We are also dependent on third-party freight carriers to transport some of our raw materials and products. We may be unable to transport our raw materials or products in a timely manner or at economically favorable rates in certain circumstances, particularly in cases of adverse market conditions or disruptions to transportation infrastructure. 

Supply constraints and increases in the cost of energy could have a material adverse impact on our business or results of operations.

The cost of producing our products is sensitive to the price of energy, including its impact on transport costs which is subject to factors outside of our control. Energy prices, in particular oil and natural gas, have fluctuated in recent years. For example, natural gas forms the primary energy source for our European operations and our European operations can be directly affected by volatility in the cost and availability of natural gas. Natural gas supply shortages could lead to additional price increases, energy supply rationing, or temporary reduction in our European operations, which could have a material adverse impact on our business or results of operations.

We are subject to risks and uncertainties associated with our international operations.

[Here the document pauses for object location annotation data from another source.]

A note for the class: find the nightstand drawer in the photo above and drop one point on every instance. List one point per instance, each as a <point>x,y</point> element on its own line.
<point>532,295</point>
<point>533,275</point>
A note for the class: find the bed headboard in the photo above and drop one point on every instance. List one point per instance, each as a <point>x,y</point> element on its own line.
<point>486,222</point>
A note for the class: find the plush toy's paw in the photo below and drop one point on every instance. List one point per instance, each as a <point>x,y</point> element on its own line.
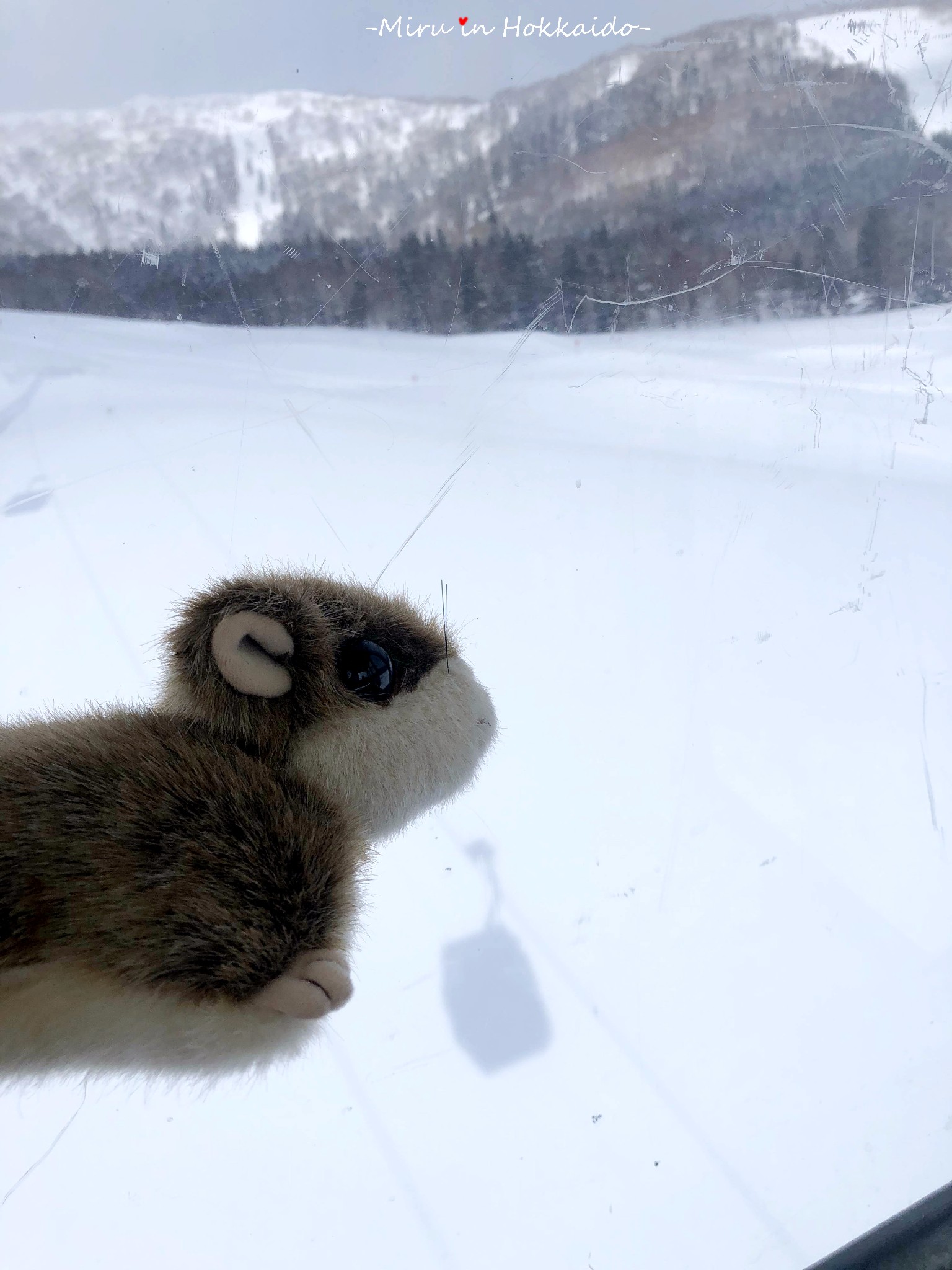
<point>312,986</point>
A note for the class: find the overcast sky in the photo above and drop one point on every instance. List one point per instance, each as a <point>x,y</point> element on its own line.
<point>99,52</point>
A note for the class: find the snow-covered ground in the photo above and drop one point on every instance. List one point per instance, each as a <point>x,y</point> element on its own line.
<point>706,574</point>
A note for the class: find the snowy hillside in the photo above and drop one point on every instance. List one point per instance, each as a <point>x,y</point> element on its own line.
<point>277,166</point>
<point>706,574</point>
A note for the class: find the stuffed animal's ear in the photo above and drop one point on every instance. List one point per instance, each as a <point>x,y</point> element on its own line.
<point>245,648</point>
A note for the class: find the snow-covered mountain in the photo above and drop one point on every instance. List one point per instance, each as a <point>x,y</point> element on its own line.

We sell products and operate plants throughout the world. Our international sales and operations are subject to risks and uncertainties, including:

•difficulties and costs associated with complying with a wide variety of complex and changing laws, including securities laws, climate-related laws, tax laws, employment and pension-related laws, competition laws, U.S. and foreign export and trading laws, and laws governing improper business practices, treaties and regulations;

•limitations on our ability to enforce legal rights and remedies;

•adverse domestic or international economic and political conditions, business interruption, war and civil disturbance;

•changes to tax, currency, or other laws or policies that may adversely impact our ability to repatriate cash from non-United States subsidiaries, make cross-border investments, or engage in other intercompany transactions;

•future tax legislation, regulations, or related guidance or interpretations;

•changes to import or export restrictions, penalties or sanctions, including modification or elimination of international agreements covering trade or investment;

•costs and availability of shipping and transportation;

•nationalization or forced relocation of properties by foreign governments;

•currency exchange rate fluctuations between the United States Dollar and foreign currencies; and

•uncertainty with respect to any potential changes to laws, regulations and policies that could exacerbate the risks described above.